Au printemps 1796, Bonaparte prend le chemin de l'Italie avec mission de faire diversion et de contenir l'ennemi tandis que deux armées commandées par Jourdan et Moreau doivent attaquer en Allemagne et marcher sur Vienne. Prenant tout le monde de vitesse, le jeune général brûle les étapes, passe les Alpes, se faufile entre les deux armées ennemies et les bat séparément. Montenotte, Mondovi, Lodi, Castiglione, Bassano, Arcole, Mantoue, autant de victoires qui lui ouvrent grandes les portes de l'Italie, autant de batailles immortalisées par les peintres qui lui serviront à forger son propre mythe.
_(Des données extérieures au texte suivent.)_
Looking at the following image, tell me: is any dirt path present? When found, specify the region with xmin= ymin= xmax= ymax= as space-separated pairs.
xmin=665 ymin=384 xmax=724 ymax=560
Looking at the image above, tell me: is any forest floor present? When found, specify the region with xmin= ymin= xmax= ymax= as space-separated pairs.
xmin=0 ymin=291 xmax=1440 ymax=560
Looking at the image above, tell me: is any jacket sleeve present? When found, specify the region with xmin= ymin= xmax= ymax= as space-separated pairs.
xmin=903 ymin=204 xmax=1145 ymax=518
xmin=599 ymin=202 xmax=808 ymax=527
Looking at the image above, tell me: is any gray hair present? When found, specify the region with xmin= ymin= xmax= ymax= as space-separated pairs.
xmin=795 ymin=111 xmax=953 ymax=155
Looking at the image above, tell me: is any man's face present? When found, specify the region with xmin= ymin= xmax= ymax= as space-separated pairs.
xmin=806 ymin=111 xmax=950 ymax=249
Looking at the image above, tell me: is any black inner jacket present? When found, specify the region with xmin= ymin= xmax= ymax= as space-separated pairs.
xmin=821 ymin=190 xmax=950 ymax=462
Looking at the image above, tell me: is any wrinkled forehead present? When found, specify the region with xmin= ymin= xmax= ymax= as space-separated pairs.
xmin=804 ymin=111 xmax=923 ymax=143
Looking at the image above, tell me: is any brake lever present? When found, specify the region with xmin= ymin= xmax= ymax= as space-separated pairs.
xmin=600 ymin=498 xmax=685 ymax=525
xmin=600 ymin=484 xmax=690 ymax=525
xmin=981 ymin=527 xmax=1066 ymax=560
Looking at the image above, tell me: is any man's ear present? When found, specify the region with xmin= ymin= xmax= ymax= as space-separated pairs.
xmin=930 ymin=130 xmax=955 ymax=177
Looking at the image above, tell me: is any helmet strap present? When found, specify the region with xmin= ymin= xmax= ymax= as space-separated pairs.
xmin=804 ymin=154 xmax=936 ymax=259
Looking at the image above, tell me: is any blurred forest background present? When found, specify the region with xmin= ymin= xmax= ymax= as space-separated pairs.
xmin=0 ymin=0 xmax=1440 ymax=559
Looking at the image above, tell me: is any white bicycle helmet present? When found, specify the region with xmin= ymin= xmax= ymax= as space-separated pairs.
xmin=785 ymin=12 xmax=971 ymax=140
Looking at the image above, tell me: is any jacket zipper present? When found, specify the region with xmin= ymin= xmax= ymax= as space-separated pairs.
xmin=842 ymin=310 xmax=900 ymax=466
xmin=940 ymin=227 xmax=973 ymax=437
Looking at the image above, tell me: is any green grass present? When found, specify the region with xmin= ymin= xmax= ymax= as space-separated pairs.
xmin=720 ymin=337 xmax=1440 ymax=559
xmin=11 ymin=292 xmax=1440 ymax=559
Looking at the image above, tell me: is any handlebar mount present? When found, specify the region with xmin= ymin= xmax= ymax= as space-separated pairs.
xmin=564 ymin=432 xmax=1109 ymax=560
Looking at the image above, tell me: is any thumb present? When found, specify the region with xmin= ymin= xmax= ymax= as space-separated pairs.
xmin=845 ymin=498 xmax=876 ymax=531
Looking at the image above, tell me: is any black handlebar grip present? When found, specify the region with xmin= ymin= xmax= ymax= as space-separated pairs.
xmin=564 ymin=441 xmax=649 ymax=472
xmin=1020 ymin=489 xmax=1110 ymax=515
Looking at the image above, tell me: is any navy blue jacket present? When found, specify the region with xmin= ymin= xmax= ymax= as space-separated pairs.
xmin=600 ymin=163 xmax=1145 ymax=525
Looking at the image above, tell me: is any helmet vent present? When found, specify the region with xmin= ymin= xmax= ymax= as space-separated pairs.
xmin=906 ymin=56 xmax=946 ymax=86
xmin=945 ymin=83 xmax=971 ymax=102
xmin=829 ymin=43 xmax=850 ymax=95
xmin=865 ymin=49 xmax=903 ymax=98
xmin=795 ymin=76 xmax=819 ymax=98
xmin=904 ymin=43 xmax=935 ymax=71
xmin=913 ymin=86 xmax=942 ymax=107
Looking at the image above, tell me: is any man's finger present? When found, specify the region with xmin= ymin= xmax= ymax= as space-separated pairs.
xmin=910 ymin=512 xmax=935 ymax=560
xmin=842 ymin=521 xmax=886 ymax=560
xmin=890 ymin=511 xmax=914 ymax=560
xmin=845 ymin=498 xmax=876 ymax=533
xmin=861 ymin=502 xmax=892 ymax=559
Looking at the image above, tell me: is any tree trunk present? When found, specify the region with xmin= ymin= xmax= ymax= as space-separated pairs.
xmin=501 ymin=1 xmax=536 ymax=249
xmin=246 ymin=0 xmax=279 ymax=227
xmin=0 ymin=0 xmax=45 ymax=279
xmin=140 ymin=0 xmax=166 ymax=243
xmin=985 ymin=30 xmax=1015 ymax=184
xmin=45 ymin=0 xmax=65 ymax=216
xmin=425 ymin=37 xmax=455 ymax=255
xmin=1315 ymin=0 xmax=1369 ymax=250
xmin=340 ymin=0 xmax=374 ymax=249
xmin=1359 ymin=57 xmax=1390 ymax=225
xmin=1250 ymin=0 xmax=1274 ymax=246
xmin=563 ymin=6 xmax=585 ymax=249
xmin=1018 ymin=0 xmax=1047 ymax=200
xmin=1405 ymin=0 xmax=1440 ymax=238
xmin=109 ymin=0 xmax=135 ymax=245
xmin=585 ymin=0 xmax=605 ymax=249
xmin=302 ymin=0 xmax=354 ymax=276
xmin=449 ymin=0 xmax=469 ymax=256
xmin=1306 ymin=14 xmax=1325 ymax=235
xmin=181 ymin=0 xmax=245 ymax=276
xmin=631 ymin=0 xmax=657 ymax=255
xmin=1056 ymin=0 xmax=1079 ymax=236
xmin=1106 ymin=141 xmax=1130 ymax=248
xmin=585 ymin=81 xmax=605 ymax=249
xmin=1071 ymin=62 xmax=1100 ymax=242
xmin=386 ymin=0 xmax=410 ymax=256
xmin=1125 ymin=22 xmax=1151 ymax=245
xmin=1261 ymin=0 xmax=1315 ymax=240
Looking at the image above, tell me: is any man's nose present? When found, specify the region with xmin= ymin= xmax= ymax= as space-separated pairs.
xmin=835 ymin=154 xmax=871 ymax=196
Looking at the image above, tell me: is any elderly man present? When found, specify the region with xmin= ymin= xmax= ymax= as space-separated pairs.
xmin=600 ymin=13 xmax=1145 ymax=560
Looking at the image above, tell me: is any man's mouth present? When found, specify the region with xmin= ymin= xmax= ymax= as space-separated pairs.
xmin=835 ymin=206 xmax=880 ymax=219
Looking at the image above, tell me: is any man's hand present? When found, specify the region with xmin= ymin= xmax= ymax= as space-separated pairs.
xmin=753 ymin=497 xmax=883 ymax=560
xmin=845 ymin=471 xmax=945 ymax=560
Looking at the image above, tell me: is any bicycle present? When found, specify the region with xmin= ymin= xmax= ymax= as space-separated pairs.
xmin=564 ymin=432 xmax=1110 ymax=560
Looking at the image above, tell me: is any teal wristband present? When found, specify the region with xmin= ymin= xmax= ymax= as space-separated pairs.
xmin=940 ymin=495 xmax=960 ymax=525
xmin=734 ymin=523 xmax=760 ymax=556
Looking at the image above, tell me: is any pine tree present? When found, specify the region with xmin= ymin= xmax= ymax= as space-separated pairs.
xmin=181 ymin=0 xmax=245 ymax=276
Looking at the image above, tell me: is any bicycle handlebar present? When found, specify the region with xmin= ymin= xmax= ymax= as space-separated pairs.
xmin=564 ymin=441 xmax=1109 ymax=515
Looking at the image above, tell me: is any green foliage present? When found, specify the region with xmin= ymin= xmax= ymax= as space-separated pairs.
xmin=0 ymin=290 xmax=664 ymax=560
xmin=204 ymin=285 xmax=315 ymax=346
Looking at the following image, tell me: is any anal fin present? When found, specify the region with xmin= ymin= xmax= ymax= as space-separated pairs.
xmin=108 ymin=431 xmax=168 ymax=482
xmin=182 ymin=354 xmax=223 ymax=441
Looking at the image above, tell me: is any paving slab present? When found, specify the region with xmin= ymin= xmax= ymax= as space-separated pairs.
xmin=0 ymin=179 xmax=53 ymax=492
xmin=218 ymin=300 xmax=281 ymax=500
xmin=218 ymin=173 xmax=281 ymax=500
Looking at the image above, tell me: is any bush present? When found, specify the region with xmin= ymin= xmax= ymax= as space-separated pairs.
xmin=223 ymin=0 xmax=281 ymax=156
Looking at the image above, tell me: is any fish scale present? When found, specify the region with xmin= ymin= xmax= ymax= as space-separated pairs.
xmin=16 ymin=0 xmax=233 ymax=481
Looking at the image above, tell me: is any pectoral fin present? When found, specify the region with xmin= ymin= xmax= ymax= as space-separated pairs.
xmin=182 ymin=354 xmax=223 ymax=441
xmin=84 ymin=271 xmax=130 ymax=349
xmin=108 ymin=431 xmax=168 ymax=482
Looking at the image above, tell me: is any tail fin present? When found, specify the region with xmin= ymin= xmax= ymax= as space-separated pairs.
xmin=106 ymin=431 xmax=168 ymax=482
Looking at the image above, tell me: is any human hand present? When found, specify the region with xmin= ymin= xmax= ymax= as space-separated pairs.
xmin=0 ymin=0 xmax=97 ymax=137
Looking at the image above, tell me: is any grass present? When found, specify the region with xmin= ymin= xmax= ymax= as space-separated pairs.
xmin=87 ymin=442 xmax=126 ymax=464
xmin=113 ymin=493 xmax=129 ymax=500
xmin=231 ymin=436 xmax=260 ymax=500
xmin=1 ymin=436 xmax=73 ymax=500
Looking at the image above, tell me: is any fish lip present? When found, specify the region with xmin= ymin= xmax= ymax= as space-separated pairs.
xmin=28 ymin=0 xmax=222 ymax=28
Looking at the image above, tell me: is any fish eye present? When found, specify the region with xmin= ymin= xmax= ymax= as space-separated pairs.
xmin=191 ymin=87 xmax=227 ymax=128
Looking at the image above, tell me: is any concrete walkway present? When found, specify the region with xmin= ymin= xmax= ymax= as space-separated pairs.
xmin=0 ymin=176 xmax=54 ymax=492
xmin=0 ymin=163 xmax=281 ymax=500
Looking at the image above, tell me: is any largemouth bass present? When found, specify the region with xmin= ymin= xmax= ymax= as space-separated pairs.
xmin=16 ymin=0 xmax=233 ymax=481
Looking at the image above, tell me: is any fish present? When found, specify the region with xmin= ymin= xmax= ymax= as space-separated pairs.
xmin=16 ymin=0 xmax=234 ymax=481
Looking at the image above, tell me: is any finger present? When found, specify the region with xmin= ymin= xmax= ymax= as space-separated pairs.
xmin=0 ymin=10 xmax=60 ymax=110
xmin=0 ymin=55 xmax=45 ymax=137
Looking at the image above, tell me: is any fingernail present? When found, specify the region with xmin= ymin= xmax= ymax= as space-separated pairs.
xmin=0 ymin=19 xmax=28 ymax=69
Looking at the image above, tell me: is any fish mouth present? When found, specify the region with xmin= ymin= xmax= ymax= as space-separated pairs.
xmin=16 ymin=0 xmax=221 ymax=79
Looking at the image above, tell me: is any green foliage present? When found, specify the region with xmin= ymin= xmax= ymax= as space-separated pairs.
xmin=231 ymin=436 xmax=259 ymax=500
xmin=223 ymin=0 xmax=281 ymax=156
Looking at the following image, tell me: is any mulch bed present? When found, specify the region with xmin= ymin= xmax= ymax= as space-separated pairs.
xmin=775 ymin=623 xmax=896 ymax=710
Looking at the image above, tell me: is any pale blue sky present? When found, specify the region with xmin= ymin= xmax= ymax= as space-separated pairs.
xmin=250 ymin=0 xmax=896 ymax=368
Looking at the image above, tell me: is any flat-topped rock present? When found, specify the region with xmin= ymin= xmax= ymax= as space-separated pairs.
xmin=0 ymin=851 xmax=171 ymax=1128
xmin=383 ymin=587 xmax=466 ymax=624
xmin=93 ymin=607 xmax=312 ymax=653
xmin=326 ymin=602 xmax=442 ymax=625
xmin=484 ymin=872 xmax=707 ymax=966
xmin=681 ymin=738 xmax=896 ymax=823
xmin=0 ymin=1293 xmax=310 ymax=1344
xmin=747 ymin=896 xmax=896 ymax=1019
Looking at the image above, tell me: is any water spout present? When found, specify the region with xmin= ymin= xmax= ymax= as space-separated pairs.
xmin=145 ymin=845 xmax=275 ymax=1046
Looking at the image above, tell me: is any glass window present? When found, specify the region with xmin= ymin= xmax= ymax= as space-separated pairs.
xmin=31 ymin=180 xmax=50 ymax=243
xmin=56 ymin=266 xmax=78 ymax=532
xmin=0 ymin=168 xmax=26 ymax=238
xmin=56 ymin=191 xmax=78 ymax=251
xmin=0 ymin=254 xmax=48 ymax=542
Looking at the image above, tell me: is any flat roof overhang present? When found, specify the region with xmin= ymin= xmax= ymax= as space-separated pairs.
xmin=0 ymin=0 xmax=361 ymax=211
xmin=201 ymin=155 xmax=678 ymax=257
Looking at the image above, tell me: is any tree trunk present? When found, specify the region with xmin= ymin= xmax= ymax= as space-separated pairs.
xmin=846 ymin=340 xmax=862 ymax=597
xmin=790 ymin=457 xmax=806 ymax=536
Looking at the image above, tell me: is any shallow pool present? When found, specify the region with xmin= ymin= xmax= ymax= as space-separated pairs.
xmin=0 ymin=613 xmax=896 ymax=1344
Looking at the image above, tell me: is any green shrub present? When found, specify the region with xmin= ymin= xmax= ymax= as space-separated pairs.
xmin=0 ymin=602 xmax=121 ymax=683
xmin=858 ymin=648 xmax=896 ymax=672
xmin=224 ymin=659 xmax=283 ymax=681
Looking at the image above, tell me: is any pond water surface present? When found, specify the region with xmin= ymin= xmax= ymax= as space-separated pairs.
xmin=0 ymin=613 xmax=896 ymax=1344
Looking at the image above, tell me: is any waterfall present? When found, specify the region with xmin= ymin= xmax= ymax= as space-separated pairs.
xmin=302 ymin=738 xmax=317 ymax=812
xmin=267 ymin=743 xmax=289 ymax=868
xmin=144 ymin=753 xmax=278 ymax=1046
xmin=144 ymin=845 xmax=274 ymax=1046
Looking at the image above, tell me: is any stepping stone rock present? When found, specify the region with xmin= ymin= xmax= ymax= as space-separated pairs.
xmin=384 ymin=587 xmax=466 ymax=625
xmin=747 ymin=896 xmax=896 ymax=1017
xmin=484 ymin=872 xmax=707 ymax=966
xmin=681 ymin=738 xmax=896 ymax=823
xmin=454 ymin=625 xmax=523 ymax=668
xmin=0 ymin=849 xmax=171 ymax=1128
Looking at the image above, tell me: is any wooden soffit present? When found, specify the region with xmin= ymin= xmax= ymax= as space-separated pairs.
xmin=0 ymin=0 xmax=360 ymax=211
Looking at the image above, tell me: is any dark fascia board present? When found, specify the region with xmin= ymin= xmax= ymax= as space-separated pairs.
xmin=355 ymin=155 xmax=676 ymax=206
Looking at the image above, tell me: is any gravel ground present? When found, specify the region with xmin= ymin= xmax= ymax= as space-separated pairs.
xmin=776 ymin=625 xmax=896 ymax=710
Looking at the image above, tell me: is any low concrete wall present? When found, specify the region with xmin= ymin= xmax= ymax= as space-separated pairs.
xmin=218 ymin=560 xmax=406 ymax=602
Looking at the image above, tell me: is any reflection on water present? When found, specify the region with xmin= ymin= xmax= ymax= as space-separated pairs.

L'exposition «Napoléon, les Bonaparte et l'Italie» présentée au Musée Fesch d'Ajaccio analyse parfaitement cette passion italienne qu'il mettra au service de sa grandeur. Ce n'est pas le fait du hasard si Napoléon se proclame roi d'Italie et coiffe, dans le Dôme de Milan, la couronne de fer des rois Lombards, rééditant ainsi le geste accompli en ce lieu, en 962, par le premier empereur romain germanique, Otton 1er. Les quatre-vingt-deux pièces exposées (bustes, médaillons, tableaux, costumes d'apparat, meubles et objets divers), conjugaison savante de prêts des plus grands musées français et étrangers et du fonds napoléonien du Musée Fesch, s'organisent autour de trois thèmes: conquêtes, règnes et destins.

Bonaparte y caracole sur un cheval fougueux au col du Mont-Saint-Bernard avec la complicité de David qui a mis son imagination au service de l'épopée et dont on connaît cinq versions du tableau. Cependant Antoine-Jean Gros, le jeune peintre recommandé par Joséphine surpasse David en faisant de Bonaparte un héros romantique: le général de l'armée d'Italie, cheveux au vent, sabre au poing et brandissant un drapeau au pont d'Arcole a scellé la gloire naissante de Napoléon. Moins connu, Napoléon 1er, roi d'Italie d'Andrea Appiani offre un portrait officiel rigide mais d'une grande richesse dans les détails de l'habillement, codifié par l'empereur lui-même, et dont le visiteur découvrira quelques pièces dont le manteau de cérémonie de Pauline Bonaparte.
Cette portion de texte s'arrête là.